Engellilere eğitim verildiğinde her türlü işi yapabileceğini belirten Arıkan, “Devlet kadrolarını yeterli derecede açmıyor. Biz daha çok engellinin eğitim, sosyal ve iş hayatına atılmasını istiyoruz. Görme engelliye ya da farklı bir engelliye gerekli eğitimi verdiğiniz zaman her türlü işi yaparlar. Mesela görme engelliler hangi işi yapar diye söylenir. Görme engelliler hangi mesleği yapamaz diye söylememiz gerekir. Artık bu bakış açılarını değiştirmemiz gerekir. Teknoloji yardımıyla görme engelliler artık birçok mesleği rahatlıkla yapabilirler. Bu noktada olumsuz bakış açıları da var. Mesele bir önceki Milli Eğitim Bakanı’mız, ‘ben körü ve şoförü öğretmen yapmam’ diyor. Fakat görme özürlü arkadaşlarımız daha önce de öğretmenlik yaptılar. Şuan öğretmenlik yapan arkadaşlarımız da var. İşin kötü tarafı görme engellilerin mesleki alanları genişleyeceğine bu söylemlerle gittikçe daralıyor. Özel sektörde ise görme engellilerin sayısı üçü ve beşi geçmiyor. Yani burada sayısı çok az. Görme engelliler daha çok, devlet memurluklarında, üniversitelerde ve belediyelerde istihdam ediliyor. Bunun dışında diğer alanlarda çok az bir sayı istihdam ediliyor. Halbuki Microsoft’da çalışan bilgisayar programcılığı yapan görme özürlü arkadaşlarımız var. Bu örnekten anlaşıldığı üzere yardımcı teknolojiler ile görme engelliler birçok alanda çalışabilirler.
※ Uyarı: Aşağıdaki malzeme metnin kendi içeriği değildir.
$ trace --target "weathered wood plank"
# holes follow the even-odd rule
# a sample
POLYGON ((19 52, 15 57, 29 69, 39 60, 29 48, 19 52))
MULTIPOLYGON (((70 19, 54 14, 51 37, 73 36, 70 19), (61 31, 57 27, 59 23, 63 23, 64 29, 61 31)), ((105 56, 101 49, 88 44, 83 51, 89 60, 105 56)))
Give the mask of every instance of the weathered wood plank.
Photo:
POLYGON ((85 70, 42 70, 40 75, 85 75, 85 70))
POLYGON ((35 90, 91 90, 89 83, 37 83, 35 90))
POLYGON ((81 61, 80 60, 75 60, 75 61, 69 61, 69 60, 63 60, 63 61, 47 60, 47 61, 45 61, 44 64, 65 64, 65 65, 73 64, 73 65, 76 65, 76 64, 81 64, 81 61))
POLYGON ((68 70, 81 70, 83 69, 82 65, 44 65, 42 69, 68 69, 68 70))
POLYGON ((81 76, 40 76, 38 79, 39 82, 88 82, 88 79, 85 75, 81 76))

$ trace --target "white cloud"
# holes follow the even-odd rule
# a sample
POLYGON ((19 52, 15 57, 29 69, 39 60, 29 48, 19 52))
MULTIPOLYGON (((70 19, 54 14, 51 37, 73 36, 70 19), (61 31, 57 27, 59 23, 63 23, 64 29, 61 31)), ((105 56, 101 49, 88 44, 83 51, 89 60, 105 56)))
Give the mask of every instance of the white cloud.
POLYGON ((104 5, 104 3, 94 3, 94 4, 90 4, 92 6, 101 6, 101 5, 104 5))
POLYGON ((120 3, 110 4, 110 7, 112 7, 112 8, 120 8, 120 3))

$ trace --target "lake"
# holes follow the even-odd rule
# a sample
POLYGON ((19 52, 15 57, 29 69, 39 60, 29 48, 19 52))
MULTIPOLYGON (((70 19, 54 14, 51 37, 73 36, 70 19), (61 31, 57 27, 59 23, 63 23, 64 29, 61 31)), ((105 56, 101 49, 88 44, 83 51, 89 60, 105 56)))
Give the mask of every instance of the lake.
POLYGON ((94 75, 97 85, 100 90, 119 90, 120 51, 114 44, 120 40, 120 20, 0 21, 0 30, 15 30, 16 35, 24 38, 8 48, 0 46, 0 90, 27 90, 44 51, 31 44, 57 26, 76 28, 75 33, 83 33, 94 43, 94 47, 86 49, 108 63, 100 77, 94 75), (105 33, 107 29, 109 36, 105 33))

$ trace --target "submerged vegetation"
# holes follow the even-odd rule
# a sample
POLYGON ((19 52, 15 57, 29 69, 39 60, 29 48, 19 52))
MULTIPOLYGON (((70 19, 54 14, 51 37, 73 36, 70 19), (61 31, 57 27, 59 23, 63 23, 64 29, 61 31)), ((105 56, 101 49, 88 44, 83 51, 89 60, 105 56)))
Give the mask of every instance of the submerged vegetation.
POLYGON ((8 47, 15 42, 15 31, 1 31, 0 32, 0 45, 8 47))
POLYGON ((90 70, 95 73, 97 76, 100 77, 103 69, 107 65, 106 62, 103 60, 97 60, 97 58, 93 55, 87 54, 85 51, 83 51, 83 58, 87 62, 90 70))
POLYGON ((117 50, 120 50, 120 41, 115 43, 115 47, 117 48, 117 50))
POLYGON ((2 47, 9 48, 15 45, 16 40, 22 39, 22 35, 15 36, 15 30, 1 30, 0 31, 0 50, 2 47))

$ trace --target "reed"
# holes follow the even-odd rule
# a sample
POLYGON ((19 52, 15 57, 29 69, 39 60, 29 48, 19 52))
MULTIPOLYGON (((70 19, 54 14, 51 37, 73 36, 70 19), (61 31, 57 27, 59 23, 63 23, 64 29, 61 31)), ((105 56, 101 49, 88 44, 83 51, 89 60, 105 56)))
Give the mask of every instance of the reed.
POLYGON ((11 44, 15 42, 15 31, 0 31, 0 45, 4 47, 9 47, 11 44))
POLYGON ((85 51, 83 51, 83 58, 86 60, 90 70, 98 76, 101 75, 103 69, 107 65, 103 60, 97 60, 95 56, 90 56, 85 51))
Fakat olumsuz bakış açılarının özellikle kırılması gerekiyor” diye belirtti.
“ERİŞİLEBİLİR BİR HAYAT İSTİYORUZ”
Hükümet yetkililerinin son zamanlarda özürlü kavramı yerine engelli kavramını ön plana çıkarmaya başladığını kaydeden Arıkan, şunları söyledi: “Bizlere kör, görme engelli ya da görme özürlü diye hitap etmelerinden ziyade yaklaşım tarzları önemli. Biz bir kenara itiliyorsak, ayrıştırılıyorsak ya da ayrımcılığa uğruyorsak, öğretmen yapılmıyorsak, bankaya gittiğimizde şahitlik yaptırılmıyorsak ya da belediye otobüsünde otobüsün nereye gideceği ile ilgili anons edecek bir sistem yoksa işte biz o zaman kör oluruz. Bizler için en önemlisi daha erişilebilir bir hayatı sürdürülebilmemiz ve insanların bu konuya duyarlılığıdır. Bana kör veya görme engelli demiş çok önemli değil. Ama özürlü kelimesi çok sıcak değil. Özürlü, arızalı makine anlamına da gelebiliyor. Sanırım Hükümet de son dönemde engelli kavramını ön plana çıkarıyor. Daha az evvel de söylediğim gibi önemli olan benim haklarım korunuyor mu? Yasalara rağmen ayrımcılığa uğruyor muyum? Bana ne dediğin değil nasıl davrandığın önemli. Bizim bir arkadaşın, ‘Benim kör olduğumu hatırlatma. Benim kör olduğumu da unutma’ diye bir sözü var. Bence bu söz her şeyi özetliyor”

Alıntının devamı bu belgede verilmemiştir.